Nowhere are the tensions more serious than in Diyala, one of the major battlegrounds in the U.S. fight against al-Qaeda in Iraq. Awakening groups, also known here as Popular Committees, are demanding the resignation of the Shiite provincial police chief, Maj. Gen. Ghanem al-Qureishi. They accuse him of running death squads and torturing Sunnis, allegations that Qureishi denied in an interview. The Awakening leaders are also seeking recognition as an official force.
On Wednesday, they vowed to dissolve the committees if their demands were not met. "In the last 10 months, we haven't received any kind of assistance or help from Americans or Iraqi government," said Abu Talib, a top Awakening leader. "On the contrary, the police started to hunt us down."
Interior Minister Jawad al-Bolani said that Qureishi was highly valued and that such "good men" would be protected. "An accusation does not mean the crime actually took place," Bolani said.
The U.S. military acknowledges that it is caught in the middle of a political struggle. "Yes, they are frustrated," said Lt. Col. Ricardo Love, commander of the 1st Battalion, 38th Infantry Regiment, who works in Baqubah, the provincial capital. "They think we can make the government of Iraq do anything. We tell them we don't control the government.
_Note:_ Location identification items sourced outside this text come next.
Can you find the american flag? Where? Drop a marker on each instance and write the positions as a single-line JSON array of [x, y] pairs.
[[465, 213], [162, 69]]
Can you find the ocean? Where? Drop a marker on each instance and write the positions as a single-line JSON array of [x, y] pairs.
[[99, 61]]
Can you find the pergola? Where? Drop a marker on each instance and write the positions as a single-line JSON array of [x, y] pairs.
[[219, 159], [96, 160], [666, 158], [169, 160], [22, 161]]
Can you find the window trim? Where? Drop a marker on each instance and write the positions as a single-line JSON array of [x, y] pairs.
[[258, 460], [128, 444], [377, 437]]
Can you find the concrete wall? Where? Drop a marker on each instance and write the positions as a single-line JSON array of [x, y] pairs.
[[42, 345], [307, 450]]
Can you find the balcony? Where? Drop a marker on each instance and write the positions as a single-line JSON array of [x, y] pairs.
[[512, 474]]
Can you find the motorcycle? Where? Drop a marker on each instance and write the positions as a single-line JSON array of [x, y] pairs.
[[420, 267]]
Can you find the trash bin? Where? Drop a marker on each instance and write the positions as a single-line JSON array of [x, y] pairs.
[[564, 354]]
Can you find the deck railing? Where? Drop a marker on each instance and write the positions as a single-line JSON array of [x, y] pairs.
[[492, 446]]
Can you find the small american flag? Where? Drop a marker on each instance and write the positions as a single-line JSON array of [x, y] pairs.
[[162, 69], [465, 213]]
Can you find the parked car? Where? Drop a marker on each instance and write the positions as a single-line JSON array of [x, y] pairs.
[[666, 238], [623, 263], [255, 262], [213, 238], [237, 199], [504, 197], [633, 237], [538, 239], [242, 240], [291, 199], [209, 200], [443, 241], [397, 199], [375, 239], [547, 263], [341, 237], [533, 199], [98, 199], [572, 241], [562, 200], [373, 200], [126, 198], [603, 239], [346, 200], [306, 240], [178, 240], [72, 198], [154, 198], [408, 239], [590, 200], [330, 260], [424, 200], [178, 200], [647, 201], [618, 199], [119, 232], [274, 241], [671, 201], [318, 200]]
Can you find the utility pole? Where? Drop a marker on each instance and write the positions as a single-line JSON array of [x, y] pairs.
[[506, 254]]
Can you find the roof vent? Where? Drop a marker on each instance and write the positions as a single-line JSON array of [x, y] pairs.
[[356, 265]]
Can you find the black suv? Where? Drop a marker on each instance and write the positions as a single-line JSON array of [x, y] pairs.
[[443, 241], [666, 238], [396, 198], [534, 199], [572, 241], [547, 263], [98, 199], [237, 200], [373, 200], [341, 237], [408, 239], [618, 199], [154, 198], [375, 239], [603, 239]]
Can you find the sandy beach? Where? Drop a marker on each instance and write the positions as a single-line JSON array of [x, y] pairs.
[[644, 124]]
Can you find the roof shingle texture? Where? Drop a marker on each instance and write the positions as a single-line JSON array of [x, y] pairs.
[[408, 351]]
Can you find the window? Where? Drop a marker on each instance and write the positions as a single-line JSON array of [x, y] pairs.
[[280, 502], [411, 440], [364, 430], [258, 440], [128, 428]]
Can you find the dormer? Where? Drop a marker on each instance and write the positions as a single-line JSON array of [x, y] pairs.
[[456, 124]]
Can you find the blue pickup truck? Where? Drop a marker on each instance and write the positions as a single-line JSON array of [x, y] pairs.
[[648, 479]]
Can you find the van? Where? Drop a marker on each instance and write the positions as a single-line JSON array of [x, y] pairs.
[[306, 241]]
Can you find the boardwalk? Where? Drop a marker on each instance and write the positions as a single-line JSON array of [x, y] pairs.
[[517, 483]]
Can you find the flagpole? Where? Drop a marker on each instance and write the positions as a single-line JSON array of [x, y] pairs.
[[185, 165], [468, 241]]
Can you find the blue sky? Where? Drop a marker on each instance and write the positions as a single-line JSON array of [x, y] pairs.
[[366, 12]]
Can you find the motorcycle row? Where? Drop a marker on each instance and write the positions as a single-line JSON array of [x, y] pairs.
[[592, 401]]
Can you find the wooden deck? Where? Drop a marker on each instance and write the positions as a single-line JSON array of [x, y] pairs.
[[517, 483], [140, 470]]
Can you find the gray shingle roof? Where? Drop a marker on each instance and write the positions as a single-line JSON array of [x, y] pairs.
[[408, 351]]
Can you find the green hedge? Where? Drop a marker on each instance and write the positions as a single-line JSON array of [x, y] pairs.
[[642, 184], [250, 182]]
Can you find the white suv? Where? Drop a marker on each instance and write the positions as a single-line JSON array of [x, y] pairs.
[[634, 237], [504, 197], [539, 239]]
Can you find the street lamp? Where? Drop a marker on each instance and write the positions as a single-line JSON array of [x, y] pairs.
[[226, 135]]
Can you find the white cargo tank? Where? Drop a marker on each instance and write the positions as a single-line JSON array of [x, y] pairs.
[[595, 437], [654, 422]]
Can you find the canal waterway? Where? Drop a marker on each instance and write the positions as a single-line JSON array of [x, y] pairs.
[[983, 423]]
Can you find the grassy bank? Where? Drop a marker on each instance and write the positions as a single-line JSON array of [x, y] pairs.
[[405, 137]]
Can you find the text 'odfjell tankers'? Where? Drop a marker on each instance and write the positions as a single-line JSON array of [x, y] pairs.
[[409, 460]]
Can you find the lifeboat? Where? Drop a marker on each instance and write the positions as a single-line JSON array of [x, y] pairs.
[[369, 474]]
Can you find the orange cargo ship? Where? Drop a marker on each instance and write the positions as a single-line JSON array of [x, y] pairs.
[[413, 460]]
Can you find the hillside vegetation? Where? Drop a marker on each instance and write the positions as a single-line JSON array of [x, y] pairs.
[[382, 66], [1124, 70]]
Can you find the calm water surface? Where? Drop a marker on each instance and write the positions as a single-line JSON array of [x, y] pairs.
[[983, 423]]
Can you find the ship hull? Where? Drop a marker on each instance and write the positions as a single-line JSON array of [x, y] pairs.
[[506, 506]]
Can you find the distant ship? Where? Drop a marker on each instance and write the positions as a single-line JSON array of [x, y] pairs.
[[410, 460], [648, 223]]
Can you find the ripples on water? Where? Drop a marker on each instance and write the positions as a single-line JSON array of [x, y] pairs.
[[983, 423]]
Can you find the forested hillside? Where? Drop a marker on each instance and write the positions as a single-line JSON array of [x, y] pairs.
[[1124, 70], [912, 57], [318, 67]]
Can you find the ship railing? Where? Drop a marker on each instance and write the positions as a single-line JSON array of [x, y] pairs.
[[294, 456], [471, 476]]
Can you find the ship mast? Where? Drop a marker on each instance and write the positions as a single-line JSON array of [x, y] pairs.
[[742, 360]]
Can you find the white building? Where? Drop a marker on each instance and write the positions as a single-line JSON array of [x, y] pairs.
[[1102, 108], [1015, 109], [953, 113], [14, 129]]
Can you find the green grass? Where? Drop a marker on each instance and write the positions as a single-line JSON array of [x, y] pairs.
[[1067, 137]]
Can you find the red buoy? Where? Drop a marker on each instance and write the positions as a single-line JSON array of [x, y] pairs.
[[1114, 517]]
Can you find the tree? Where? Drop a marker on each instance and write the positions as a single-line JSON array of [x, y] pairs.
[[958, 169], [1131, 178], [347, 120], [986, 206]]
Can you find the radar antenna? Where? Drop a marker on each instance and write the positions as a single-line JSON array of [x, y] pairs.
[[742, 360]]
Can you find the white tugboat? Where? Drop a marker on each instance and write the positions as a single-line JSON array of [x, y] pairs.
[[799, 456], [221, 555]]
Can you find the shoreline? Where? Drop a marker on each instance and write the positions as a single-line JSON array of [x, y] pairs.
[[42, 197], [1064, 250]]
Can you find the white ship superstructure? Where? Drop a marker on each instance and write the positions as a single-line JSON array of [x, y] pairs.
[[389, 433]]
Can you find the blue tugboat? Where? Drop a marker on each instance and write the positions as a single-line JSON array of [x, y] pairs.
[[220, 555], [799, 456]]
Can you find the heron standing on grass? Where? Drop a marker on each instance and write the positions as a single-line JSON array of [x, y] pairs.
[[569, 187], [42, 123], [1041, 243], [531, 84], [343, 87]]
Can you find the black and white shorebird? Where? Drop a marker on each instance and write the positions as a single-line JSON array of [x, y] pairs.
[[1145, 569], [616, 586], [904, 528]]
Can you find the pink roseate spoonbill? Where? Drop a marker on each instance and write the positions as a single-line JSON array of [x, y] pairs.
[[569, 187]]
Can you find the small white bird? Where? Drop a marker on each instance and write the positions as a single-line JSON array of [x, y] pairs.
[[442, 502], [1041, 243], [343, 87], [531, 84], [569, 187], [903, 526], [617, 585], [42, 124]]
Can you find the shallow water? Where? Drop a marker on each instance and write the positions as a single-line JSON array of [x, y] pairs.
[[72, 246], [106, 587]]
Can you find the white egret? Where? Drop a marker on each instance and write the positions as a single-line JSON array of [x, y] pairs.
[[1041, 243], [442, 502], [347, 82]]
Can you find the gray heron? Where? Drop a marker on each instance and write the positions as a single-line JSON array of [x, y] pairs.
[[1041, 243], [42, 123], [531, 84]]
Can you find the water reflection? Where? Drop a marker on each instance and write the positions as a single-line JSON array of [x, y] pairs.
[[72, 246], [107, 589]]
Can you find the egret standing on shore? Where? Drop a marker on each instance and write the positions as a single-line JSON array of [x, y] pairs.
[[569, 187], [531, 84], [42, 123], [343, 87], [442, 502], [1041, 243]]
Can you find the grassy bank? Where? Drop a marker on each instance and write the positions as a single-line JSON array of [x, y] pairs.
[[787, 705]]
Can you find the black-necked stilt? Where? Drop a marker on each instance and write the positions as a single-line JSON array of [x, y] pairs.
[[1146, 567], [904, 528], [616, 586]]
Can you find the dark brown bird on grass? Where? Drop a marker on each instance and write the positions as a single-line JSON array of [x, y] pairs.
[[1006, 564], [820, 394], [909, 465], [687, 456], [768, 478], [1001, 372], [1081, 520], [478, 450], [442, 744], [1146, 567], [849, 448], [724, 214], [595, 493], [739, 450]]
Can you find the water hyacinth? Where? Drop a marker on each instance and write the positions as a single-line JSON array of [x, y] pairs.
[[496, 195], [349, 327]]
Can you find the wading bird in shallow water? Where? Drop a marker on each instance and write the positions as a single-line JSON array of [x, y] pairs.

But they think we are the mighty power."
"The position of Americans is hesitation," said Abu Imad al-Zuhaidi, another Awakening official in Baqubah. "They don't have any independent opinion, despite the fact they know it is the Awakening who restored order."
U.S. commanders said the Awakening's strike has not affected security, but Love and others are concerned about fighters who may be tempted, or forced, to rejoin the insurgency.